Any experience with this air pressure pulsing from road bumps that kind of hurts the eardrums? Edit: resolved

Any experience with this air pressure pulsing from road bumps that kind of hurts the eardrums? Edit: resolved

I've had my Model S for about three weeks. I've been an obsessive researcher and sometime commenter here for about the last 6 months, though, so now it's time for my first post. I'm experiencing something kind of weird that I want to see if anyone else has encountered.

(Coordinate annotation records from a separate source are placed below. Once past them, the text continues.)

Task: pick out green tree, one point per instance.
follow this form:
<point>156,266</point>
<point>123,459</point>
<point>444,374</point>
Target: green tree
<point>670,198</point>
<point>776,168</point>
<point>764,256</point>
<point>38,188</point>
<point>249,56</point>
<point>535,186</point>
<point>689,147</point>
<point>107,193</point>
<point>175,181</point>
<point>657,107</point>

You know how if you're going fairly fast, like 60+ mph, and if you roll down one of the back windows, you get this pulsing of air pressure in and out of the car that kind of feels/sounds like an unpleasant throbbing on your eardrums? My wife is very sensitive to this, and windows need to either be all somewhat open or all the way up if we're about to get on the highway, and DON'T change them once we're going fast. Opening one at highway speed actually hurts her quite a bit. Bothers me a little too, but not much.

Anyway, so on to the Model S issue. With all of the cars we've had before, having all the windows up makes it a complete non-issue. The cabin is sealed enough that there is no air pressure pulsing at all. With the Model S, at various speeds, even low speeds, I get that pulsing from bumps in the road, even with the windows all up. I just went on a 600 mile road trip, and I found it to happen quite a bit, not on a regular repeating frequency, but timed on whenever the car would go over some kind of minor bump in the pavement. And this was with the windows all up completely. My wife has just recently gotten to ride in it some and brought it up unprompted, without me even mentioning it, and I concurred that it was something I had noticed. She said it is the one thing that she has found not perfect about riding in the car (Good Wife Approval Factor going on there).

Has anyone else heard of this air pulsing thing? Is it common on cars that have frameless windows, since they probably wouldn't air seal as well? I've only had one car with frameless windows before, and that was kind of briefly.

Edit: Found out that this was caused by the rear lift gate not fully landing on the stopper pieces. Bumps caused it to bounce, compressing the air. Implemented solution suggested in comments and it fixed it. | 09. April 2014

This might be one of those things to Volkerize, as this sounds like a known problem.

I believe you might want to adjust the stops for the trunk lid. If there is a little bit of play, your trunk lid can move up and down breaking and reestablishing the seal of the cabin with the effects you describe.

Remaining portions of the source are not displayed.